Forward anonymity is a property of a cryptographic system which prevents an attacker who has recorded past encrypted communications from discovering its contents and participants in the future. This property is analogous to forward secrecy.

An example of a system which uses forward anonymity is a public key cryptography system, where the public key is well-known and used to encrypt a message, and an unknown private key is used to decrypt it. In this system, one of the keys is always said to be compromised, but messages and their participants are still unknown by anyone without the corresponding private key.

In contrast, an example of a system which satisfies the perfect forward secrecy property is one in which a compromise of one key by an attacker (and consequent decryption of messages encrypted with that key) does not undermine the security of previously used keys. Forward secrecy does not refer to protecting the content of the message, but rather to the protection of keys used to decrypt messages.

==History==
Originally introduced by Whitfield Diffie, Paul van Oorschot, and Michael James Wiener to describe a property of STS (station-to-station protocol) involving a long term secret, either a private key or a shared password.

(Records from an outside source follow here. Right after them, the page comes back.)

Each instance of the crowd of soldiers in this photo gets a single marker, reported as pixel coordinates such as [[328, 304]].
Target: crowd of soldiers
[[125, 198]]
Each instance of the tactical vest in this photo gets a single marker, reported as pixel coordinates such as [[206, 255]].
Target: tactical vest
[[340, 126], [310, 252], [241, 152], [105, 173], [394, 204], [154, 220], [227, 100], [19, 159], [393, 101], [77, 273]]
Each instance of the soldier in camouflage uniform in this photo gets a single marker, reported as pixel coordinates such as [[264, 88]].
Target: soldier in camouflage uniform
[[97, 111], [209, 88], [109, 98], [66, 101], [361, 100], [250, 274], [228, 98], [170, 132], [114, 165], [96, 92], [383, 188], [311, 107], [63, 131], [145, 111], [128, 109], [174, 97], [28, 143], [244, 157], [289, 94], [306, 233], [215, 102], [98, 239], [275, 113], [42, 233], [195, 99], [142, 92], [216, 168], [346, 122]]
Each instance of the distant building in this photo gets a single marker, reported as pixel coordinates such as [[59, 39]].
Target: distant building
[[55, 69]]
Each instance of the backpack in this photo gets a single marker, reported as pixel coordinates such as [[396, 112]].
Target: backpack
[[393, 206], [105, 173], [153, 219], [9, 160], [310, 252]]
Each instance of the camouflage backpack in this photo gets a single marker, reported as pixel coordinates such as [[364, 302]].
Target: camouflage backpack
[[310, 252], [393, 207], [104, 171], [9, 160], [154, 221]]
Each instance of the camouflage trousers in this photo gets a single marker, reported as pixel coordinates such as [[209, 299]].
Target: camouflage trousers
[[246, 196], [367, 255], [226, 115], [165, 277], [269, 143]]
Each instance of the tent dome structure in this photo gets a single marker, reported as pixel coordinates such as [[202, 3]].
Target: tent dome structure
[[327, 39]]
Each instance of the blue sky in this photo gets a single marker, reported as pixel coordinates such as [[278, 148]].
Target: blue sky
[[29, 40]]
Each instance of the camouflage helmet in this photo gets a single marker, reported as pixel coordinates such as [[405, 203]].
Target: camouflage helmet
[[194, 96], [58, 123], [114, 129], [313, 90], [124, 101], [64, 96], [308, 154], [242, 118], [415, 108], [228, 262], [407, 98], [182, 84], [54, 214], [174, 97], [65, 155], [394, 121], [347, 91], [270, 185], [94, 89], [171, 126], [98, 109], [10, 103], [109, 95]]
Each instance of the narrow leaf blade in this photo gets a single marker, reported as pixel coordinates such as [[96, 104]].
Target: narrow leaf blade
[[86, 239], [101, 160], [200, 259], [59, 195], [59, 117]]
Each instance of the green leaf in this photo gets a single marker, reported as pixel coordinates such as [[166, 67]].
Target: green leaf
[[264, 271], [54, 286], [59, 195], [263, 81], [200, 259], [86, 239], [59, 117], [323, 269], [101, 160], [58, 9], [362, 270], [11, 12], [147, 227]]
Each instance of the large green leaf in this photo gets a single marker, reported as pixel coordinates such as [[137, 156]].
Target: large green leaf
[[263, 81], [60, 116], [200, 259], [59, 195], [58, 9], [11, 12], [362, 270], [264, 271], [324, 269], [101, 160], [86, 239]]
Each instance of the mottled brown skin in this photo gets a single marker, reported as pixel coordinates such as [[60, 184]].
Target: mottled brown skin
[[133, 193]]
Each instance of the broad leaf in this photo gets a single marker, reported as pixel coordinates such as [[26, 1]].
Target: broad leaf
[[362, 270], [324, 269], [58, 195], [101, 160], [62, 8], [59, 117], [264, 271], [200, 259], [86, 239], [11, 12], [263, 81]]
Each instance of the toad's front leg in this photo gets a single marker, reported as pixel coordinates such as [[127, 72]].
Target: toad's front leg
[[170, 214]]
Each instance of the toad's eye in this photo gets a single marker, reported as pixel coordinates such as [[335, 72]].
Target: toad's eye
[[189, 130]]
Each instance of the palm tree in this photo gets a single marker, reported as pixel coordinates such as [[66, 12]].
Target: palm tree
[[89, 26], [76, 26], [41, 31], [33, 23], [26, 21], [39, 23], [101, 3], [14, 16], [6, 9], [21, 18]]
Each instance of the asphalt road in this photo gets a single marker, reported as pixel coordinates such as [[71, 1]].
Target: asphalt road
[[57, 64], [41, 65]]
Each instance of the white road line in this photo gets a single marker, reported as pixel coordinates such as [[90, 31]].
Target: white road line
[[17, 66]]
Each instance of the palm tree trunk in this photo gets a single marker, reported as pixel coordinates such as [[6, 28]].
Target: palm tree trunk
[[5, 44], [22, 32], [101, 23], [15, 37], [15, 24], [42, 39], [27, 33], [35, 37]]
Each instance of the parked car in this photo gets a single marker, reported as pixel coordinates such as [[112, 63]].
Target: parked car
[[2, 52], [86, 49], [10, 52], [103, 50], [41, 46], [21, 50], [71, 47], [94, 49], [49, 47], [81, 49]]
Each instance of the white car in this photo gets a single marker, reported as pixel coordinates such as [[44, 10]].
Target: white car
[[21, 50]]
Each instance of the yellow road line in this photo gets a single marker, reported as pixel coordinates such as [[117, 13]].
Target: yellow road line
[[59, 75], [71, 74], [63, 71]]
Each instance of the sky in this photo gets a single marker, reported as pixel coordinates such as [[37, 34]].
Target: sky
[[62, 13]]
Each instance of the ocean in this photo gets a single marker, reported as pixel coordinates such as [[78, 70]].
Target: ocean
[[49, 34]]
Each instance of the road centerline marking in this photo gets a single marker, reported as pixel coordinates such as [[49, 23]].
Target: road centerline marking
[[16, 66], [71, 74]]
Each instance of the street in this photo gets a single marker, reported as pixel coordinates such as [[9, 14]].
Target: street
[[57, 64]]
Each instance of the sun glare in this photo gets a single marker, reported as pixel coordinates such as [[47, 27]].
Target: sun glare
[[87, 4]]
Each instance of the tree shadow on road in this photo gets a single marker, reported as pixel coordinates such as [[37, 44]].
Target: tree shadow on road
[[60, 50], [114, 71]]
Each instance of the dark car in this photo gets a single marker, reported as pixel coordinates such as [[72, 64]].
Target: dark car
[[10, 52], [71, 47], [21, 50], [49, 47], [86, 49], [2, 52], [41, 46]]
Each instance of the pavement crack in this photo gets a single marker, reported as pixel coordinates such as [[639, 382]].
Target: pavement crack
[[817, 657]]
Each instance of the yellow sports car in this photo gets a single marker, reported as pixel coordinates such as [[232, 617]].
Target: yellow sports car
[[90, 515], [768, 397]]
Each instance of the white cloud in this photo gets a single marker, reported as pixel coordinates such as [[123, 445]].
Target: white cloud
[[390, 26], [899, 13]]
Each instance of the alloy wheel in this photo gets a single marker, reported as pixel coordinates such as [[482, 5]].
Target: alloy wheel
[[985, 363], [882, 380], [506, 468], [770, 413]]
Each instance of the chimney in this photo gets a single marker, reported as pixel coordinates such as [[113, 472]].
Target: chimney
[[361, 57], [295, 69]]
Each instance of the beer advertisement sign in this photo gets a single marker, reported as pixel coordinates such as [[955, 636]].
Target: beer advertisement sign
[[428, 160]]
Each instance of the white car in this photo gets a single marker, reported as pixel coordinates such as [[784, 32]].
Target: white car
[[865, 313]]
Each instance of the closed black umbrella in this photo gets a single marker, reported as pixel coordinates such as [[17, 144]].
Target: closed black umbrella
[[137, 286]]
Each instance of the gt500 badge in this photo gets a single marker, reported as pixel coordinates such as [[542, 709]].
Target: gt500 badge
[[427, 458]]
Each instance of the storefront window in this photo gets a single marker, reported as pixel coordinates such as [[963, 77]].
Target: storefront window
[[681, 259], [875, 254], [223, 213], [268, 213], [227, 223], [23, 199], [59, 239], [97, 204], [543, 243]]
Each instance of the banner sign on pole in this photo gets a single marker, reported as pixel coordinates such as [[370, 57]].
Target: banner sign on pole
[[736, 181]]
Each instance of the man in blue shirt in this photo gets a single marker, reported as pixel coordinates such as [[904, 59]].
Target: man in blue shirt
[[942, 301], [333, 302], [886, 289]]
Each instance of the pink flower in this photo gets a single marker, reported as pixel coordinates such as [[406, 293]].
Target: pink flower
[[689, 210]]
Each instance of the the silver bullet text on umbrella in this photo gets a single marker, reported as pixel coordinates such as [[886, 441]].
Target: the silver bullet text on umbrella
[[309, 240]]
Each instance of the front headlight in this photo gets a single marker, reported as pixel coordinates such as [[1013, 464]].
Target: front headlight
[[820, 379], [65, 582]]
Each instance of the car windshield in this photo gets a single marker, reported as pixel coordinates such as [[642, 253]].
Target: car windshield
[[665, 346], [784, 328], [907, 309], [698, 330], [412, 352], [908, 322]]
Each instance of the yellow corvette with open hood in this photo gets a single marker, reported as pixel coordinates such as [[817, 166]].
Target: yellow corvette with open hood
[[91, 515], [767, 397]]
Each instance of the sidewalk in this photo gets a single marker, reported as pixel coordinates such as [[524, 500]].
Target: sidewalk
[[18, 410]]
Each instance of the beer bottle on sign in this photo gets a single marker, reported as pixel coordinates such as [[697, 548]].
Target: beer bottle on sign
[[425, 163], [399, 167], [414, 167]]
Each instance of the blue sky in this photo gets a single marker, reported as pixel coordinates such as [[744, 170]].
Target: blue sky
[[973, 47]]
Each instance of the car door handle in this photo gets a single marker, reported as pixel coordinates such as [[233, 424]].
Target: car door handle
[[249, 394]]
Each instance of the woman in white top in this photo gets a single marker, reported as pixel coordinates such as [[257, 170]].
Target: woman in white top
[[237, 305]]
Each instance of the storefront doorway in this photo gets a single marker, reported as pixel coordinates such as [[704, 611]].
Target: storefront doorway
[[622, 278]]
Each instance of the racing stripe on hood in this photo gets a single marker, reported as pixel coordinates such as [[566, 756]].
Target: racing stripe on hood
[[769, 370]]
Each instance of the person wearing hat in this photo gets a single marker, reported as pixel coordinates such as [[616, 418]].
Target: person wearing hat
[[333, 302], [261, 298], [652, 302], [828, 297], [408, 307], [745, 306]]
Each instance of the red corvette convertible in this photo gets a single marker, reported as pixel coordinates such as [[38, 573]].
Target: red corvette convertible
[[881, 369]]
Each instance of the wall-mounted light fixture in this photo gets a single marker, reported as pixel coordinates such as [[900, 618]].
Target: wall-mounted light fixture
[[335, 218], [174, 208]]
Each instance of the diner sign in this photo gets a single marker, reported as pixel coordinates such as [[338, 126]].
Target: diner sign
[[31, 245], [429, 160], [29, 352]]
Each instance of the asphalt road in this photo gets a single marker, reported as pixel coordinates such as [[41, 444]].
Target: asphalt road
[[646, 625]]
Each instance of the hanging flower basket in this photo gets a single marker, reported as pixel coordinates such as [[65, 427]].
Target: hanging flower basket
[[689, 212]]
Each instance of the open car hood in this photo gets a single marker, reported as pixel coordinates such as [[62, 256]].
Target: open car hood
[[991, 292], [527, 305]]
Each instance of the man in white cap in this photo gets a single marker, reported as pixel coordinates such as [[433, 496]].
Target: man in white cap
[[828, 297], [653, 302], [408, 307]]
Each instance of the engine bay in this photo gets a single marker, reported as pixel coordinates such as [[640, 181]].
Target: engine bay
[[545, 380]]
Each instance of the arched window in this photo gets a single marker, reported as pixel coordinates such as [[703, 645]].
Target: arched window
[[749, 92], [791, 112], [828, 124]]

==Public Key Cryptography==
Public Key Cryptography is a common form of a forward anonymous system. It is used to pass encrypted messages, preventing any information about the message from being discovered if the message is intercepted by an attacker. It uses two keys, a public key and a private key. The public key is published, and is used by anyone to encrypt a plaintext message. The Private key is not well known, and is used to decrypt cyphertext. Public key cryptography is known as an asymmetric decryption algorithm because of different keys being used to perform opposing functions. Public key cryptography is popular because, while it is computationally easy to create a pair of keys, it is extremely difficult to determine the private key knowing only the public key. Therefore, the public key being well known does not allow messages which are intercepted to be decrypted. This is a forward anonymous system because one compromised key (the public key) does not compromise the anonymity of the system.

==Web of Trust==
A variation of the public key cryptography system is a Web of trust, where each user has both a public and private key. Messages sent are encrypted using the intended recipient's public key, and only this recipient's private key will decrypt the message. They are also signed with the senders private key. This creates added security where it becomes more difficult for an attacker to pretend to be a user, as the lack of a private key signature indicates a non-trusted user.

==Limitations==
A forward anonymous system does not necessarily mean a wholly secure system. A successful cryptanalysis of a message or sequence of messages can still decode the information without the use of a private key or long term secret.

==News==

Forward anonymity, along with other privacy-protecting measures, received a burst of media attention after the leak of classified information by Edward Snowden, beginning in June, 2013, which indicated that the NSA and FBI, through specially crafted backdoors in software and computer systems, were conducting mass surveillance over large parts of the population of both the United States (see Mass surveillance in the United States), Europe, Asia, and other parts of the world. They justified this practice as an aid to catch predatory pedophiles. Opponents to this practice argue that leaving in a back door to law enforcement increases the risk of attackers being able to decrypt information, as well as questioning its legality under the US Constitution, specifically being a form of illegal Search and Seizure.